DeLightCMU / RSC

This is the official implementation of Self-Challenging Improves Cross-Domain Generalization, ECCV2020
BSD 2-Clause "Simplified" License
160 stars 18 forks source link

Question about the batch part #10

Closed SirRob1997 closed 3 years ago

SirRob1997 commented 3 years ago

The implementation of the batching part seems quite unintuitive for me, maybe you can clear up some of my understanding:

We calculate the before_vector and after_vector which represent the class probabilities for the correct class before and after applying the masking for certain samples inside each batch.

Next, we subtract the before_vector from the after_vector which means entries in change_vector represent if the masking makes our classifier more / less certain about the correct class for that specific sample. This is represented by negative (more) and positive (less) values inside change_vector.

We are only interested in the positive values, cases where masking decreases confidence, hence we calculate the threshold for Top-p according to only the positive values as done in L.134 and in L.135.

Next, we check which entries are greater than our threshold in L.136, this yields a binary mask.

This is where my question comes in:

L.137 basically inverts the mask. So instead of reverting the masking for Top-p percentage of samples where it decreases confidence, we are now reverting it for all samples besides Top-p?
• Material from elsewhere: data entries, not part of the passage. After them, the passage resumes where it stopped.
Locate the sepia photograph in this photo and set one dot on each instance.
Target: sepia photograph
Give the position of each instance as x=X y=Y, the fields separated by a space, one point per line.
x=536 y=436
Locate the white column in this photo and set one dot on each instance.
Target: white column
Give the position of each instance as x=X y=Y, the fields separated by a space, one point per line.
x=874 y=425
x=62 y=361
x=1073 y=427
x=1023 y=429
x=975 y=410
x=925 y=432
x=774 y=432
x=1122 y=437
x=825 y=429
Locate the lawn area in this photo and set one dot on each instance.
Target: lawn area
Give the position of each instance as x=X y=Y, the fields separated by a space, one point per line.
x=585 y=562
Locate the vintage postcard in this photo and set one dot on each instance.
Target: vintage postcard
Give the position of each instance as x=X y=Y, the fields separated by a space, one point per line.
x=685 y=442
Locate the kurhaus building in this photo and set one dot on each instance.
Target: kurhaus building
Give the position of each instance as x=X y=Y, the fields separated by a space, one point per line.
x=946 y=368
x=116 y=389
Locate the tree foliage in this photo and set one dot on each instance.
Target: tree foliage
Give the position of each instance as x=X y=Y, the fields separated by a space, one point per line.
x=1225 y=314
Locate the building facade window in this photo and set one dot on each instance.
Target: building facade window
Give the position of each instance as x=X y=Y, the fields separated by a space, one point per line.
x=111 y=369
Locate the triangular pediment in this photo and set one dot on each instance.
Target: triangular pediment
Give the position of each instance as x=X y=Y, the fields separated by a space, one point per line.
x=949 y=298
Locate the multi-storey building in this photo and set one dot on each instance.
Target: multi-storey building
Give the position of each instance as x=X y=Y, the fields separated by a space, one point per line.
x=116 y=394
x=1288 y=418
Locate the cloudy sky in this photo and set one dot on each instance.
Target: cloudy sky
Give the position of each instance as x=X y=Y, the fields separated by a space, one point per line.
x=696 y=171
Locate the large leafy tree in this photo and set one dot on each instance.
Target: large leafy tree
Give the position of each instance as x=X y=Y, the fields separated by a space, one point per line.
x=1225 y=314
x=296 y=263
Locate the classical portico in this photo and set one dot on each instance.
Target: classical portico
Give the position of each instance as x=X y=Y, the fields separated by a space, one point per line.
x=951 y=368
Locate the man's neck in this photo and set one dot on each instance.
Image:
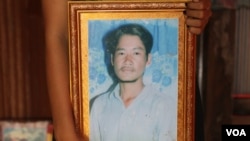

Am I correct on this? Why was this done? For self-challenging, applying the masking for Top-p percentage of the samples with negative values seems more intuitive.

Also, while you're at it:

What is the purpose of subtracting 1e-5 in L.133? For me, this seems like a "threshold" (epsilon) i.e. the minimum confidence change to keep the masking. How did the performance change without it? In theory, this would be another hyperparameter

Justinhzy commented 3 years ago

Hi, thanks for your question. L.138 nonzero function inverts the mask again, so it means masking for Top-p percentage of the samples. Do I explain it clearly? About the purpose of subtracting 1e-5, I just try to avoid some corner cases, for example, if change_vector's elements are all zero.